You read that right: in their view, merely teaching students that there are scientific weaknesses in neo-Darwinian theory amounted to a form of “unethical” human research experimentation.
That was one of the concerns Rissing, et al., raised, but it was not the only concern. Casey missed another: that Leonard had failed to obtain Institutional Review Board and/or parental permission to subject his students to his research. And though Casey claims that “…Bryan Leonard was ultimately cleared of Rissing’s repugnant and contrived charges, …”, to my knowledge there’s no evidence that Leonard had either Institutional Review Board or parental permission to mislead his students about evolution in the course of his teaching in a public school. According to his testimony in the Kansas Kangaroo court, Leonard had been teaching that way for “five or six years” as of 2005, meaning he started well before the State BOE adopted the ‘critical analysis’ model lesson plan in 2004 and before the ‘critical analysis’ language in the State standards (Benchmark H-23) was adopted in 2002. I wrote about that topic seven years ago:
Given that Leonard’s lesson plan draft contained a series of falsehoods about evolutionary biology, and given that in Kansas Leonard testified about his (as yet unpublished) research, the question arose as to whether Leonard had appropriately informed the IRB and the parents of his students that he was teaching scientific trash in order to assess its effects on their children and whether he had received appropriate permissions to do so. To my knowledge that question has still not been answered.
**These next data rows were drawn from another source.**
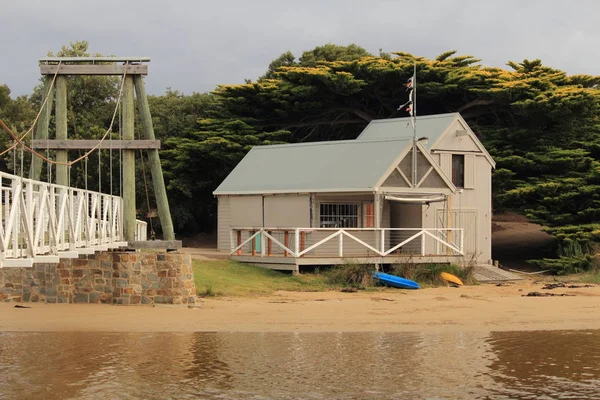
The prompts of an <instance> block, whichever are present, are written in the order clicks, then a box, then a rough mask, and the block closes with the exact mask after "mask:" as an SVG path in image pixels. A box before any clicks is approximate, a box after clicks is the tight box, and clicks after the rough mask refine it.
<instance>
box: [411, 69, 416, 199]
mask: <svg viewBox="0 0 600 400" xmlns="http://www.w3.org/2000/svg"><path fill="white" fill-rule="evenodd" d="M412 90H413V95H412V110H411V111H412V116H411V118H412V125H413V153H412V155H413V157H412V164H413V174H412V186H413V188H416V187H417V61H416V60H415V67H414V72H413V83H412Z"/></svg>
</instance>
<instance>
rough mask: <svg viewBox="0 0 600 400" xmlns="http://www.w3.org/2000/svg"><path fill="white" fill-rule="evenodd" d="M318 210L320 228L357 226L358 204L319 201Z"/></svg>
mask: <svg viewBox="0 0 600 400" xmlns="http://www.w3.org/2000/svg"><path fill="white" fill-rule="evenodd" d="M319 211H320V213H319V225H320V227H321V228H358V212H359V206H358V204H352V203H350V204H347V203H321V204H320V205H319Z"/></svg>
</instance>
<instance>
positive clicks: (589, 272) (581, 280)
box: [579, 270, 600, 285]
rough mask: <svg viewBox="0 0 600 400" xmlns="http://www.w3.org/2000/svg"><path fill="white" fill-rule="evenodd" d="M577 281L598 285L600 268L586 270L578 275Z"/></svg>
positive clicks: (599, 277)
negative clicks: (593, 269)
mask: <svg viewBox="0 0 600 400" xmlns="http://www.w3.org/2000/svg"><path fill="white" fill-rule="evenodd" d="M579 281H580V282H583V283H593V284H595V285H600V270H594V271H590V272H586V273H584V274H582V275H581V276H580V277H579Z"/></svg>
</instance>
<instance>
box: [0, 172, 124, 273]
mask: <svg viewBox="0 0 600 400" xmlns="http://www.w3.org/2000/svg"><path fill="white" fill-rule="evenodd" d="M0 191H1V192H0V199H1V203H0V221H1V223H0V267H7V266H19V267H23V266H30V265H31V264H33V263H34V262H58V258H59V257H65V258H68V257H77V256H78V255H79V254H89V253H93V252H94V251H96V250H107V249H108V248H114V247H120V246H124V245H127V243H126V242H122V238H123V225H122V216H121V210H122V199H121V198H120V197H118V196H111V195H108V194H103V193H98V192H92V191H87V190H84V189H76V188H70V187H66V186H60V185H54V184H49V183H45V182H40V181H34V180H31V179H26V178H21V177H18V176H15V175H11V174H6V173H3V172H0Z"/></svg>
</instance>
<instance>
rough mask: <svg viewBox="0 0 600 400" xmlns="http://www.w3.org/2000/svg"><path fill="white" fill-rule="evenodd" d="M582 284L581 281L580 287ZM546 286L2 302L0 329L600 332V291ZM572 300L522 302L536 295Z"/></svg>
mask: <svg viewBox="0 0 600 400" xmlns="http://www.w3.org/2000/svg"><path fill="white" fill-rule="evenodd" d="M579 285H580V284H579ZM542 286H543V282H541V281H536V280H534V279H528V280H524V281H520V282H517V283H510V284H506V285H505V286H495V285H492V284H486V285H478V286H468V287H460V288H452V287H442V288H431V289H422V290H416V291H404V290H393V289H389V290H385V291H381V292H358V293H342V292H333V291H331V292H276V293H274V294H273V295H271V296H266V297H257V298H226V297H217V298H207V299H202V300H201V301H200V302H199V304H198V305H196V306H195V307H193V308H189V307H186V306H166V305H165V306H156V307H152V306H111V305H88V304H81V305H79V304H35V303H33V304H24V305H26V306H28V307H31V308H15V303H3V304H0V331H4V332H7V331H55V332H56V331H71V332H78V331H82V332H83V331H88V332H89V331H96V332H369V331H384V332H415V331H417V332H431V331H440V330H444V331H529V330H565V329H600V317H599V316H598V315H599V311H600V286H594V287H581V288H557V289H554V290H541V288H542ZM533 291H538V292H547V293H555V294H562V293H566V294H569V295H573V296H568V297H566V296H565V297H562V296H560V297H559V296H555V297H524V296H523V295H525V294H527V293H529V292H533Z"/></svg>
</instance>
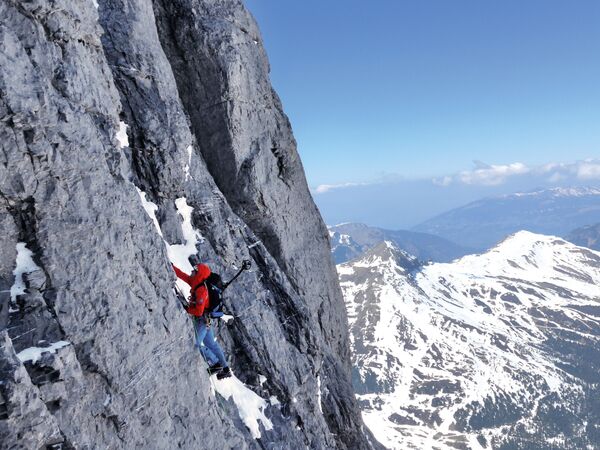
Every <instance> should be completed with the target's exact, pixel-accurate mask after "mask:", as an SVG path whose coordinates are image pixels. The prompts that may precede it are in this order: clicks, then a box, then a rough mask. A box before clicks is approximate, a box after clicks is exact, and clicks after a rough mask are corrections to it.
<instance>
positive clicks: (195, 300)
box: [190, 281, 208, 306]
mask: <svg viewBox="0 0 600 450" xmlns="http://www.w3.org/2000/svg"><path fill="white" fill-rule="evenodd" d="M201 286H205V287H206V281H203V282H202V283H198V284H197V285H196V286H195V287H194V289H192V292H191V293H190V306H196V305H197V304H198V299H197V298H196V292H197V291H198V288H199V287H201ZM207 289H208V288H207Z"/></svg>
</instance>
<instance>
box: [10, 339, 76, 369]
mask: <svg viewBox="0 0 600 450" xmlns="http://www.w3.org/2000/svg"><path fill="white" fill-rule="evenodd" d="M70 344H71V343H70V342H68V341H58V342H54V343H53V344H50V345H49V346H48V347H29V348H26V349H25V350H22V351H20V352H19V353H17V358H19V360H20V361H21V362H22V363H24V362H26V361H31V362H32V363H33V364H35V363H36V362H38V361H39V359H40V358H41V357H42V354H44V353H56V352H57V351H58V350H59V349H61V348H63V347H66V346H67V345H70Z"/></svg>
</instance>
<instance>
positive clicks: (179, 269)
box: [173, 264, 210, 317]
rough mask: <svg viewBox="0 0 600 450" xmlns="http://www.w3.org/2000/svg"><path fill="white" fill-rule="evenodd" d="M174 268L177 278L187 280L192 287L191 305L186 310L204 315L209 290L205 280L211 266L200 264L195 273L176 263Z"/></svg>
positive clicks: (198, 315)
mask: <svg viewBox="0 0 600 450" xmlns="http://www.w3.org/2000/svg"><path fill="white" fill-rule="evenodd" d="M173 270H175V274H176V275H177V278H179V279H180V280H183V281H185V282H186V283H187V284H189V285H190V287H191V288H192V291H191V299H190V306H188V307H187V308H186V311H187V312H188V314H191V315H192V316H196V317H200V316H202V314H204V309H205V308H206V307H207V306H208V290H207V289H206V286H205V285H204V281H205V280H206V279H207V278H208V276H209V275H210V268H209V267H208V266H207V265H206V264H198V265H197V266H196V273H195V274H194V275H188V274H187V273H185V272H182V271H181V270H180V269H178V268H177V267H175V265H173ZM194 294H195V295H194Z"/></svg>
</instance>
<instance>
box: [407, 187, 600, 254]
mask: <svg viewBox="0 0 600 450" xmlns="http://www.w3.org/2000/svg"><path fill="white" fill-rule="evenodd" d="M597 222H600V189H599V188H593V187H587V188H586V187H579V188H554V189H545V190H538V191H533V192H520V193H516V194H511V195H503V196H498V197H491V198H484V199H481V200H478V201H475V202H472V203H469V204H467V205H465V206H462V207H460V208H455V209H453V210H450V211H448V212H445V213H443V214H440V215H439V216H437V217H434V218H432V219H430V220H428V221H426V222H424V223H422V224H420V225H418V226H416V227H414V228H413V231H420V232H423V233H430V234H435V235H437V236H441V237H444V238H446V239H449V240H451V241H452V242H456V243H457V244H460V245H463V246H466V247H471V248H475V249H479V250H480V251H483V250H487V249H488V248H490V247H491V246H493V245H495V244H496V243H497V242H499V241H500V240H502V239H504V238H505V237H506V236H508V235H510V234H512V233H515V232H517V231H519V230H529V231H531V232H535V233H542V234H551V235H556V236H565V235H567V234H568V233H569V232H570V231H571V230H573V229H574V228H577V227H581V226H584V225H588V224H590V223H597Z"/></svg>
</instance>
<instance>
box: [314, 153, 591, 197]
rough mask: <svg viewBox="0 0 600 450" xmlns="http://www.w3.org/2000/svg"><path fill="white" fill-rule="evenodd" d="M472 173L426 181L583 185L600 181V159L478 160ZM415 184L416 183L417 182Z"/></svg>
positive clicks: (502, 183)
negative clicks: (572, 184) (588, 182)
mask: <svg viewBox="0 0 600 450" xmlns="http://www.w3.org/2000/svg"><path fill="white" fill-rule="evenodd" d="M474 165H475V167H474V168H473V169H472V170H464V171H461V172H459V173H456V174H450V175H445V176H441V177H433V178H423V179H422V180H430V181H431V183H433V184H434V185H437V186H443V187H445V186H450V185H451V184H464V185H472V186H500V185H502V184H505V183H507V182H508V181H509V180H510V179H511V178H515V177H520V176H528V177H531V176H533V177H536V178H540V179H541V181H543V182H544V183H559V182H561V183H563V184H564V183H565V182H567V183H568V182H572V183H574V184H580V183H581V182H582V181H584V182H586V181H600V159H585V160H581V161H575V162H571V163H554V162H551V163H546V164H542V165H537V166H536V165H526V164H523V163H521V162H513V163H509V164H486V163H484V162H481V161H474ZM402 181H409V179H407V178H405V177H400V176H389V175H388V176H387V177H385V178H382V179H378V180H374V181H371V182H345V183H338V184H320V185H318V186H317V187H315V188H313V189H311V190H312V192H313V194H325V193H327V192H330V191H333V190H338V189H346V188H353V187H360V186H371V185H378V184H389V183H396V182H402ZM413 181H414V180H413Z"/></svg>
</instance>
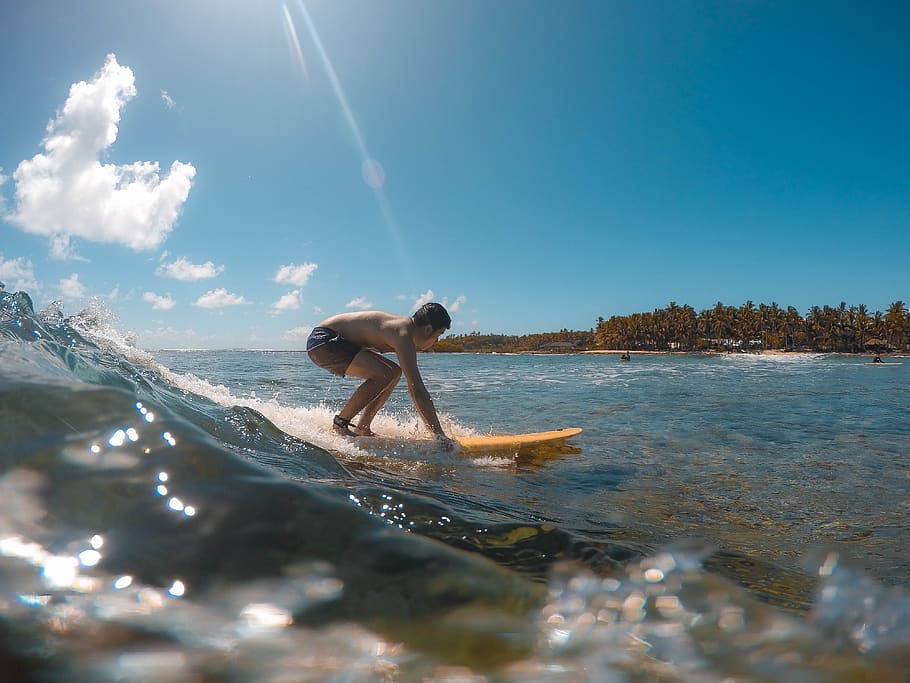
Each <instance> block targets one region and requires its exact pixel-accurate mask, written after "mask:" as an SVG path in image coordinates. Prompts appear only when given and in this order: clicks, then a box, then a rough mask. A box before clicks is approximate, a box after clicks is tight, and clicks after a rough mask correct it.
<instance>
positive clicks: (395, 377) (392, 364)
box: [383, 363, 401, 385]
mask: <svg viewBox="0 0 910 683" xmlns="http://www.w3.org/2000/svg"><path fill="white" fill-rule="evenodd" d="M383 379H384V381H385V384H387V385H388V384H392V383H393V382H398V380H399V379H401V368H400V367H398V366H397V365H395V364H394V363H389V364H388V365H387V366H386V369H385V375H384V378H383Z"/></svg>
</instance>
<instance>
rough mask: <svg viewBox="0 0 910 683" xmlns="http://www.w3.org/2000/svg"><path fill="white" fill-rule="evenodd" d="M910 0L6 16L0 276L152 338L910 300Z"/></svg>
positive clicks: (213, 4) (526, 319)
That question still hasn’t been answered seven years later. And as far as I can tell, Leonard’s dissertation defense was never rescheduled. So much for his having been cleared.
Casey, of course, doesn’t even hint at the violation of requirements concerning the composition of dissertation committees in Leonard’s program or the IRB issue. He’s carrying on in the tradition of the Disco ‘Tute’s misrepresentations about that case that were also made by Jonathan Wells here. I discussed Leonard’s behavior there, too:
As a graduate student, Leonard had already thrust himself into a policy-making environment as a member of a committee writing lesson plans to instantiate the new state science standards in Ohio, in particular 10th grade biology. He drafted a lesson plan that contained classic creationist objections to evolutionary theory (the misnamed “critical analysis of evolution”). As originally submitted to the State Board of Education the lesson plan contained nine “aspects of evolution” to be “critically analysed”. Eight of the nine came straight out of Wells’s Icons of Evolution, a collection of misrepresentations, distortions, and flat falsehoods. The lesson plan also contained irrelevant “web resources”, including a number of creationist web sites, and at least one outright fake reference, a paper allegedly in Nature that has no existence outside creationist web sites. It was a shoddy piece of creationist propaganda masquerading as a lesson plan.
In the Kansas creationism hearings Leonard claimed to have been teaching that creationist trash for years and that his doctoral research focused on whether doing so influenced students’s learning about evolution.
Casey is oblivious to all that, though. Institutional Review Board? We don’t need no steenkin’ Institutional Review Board.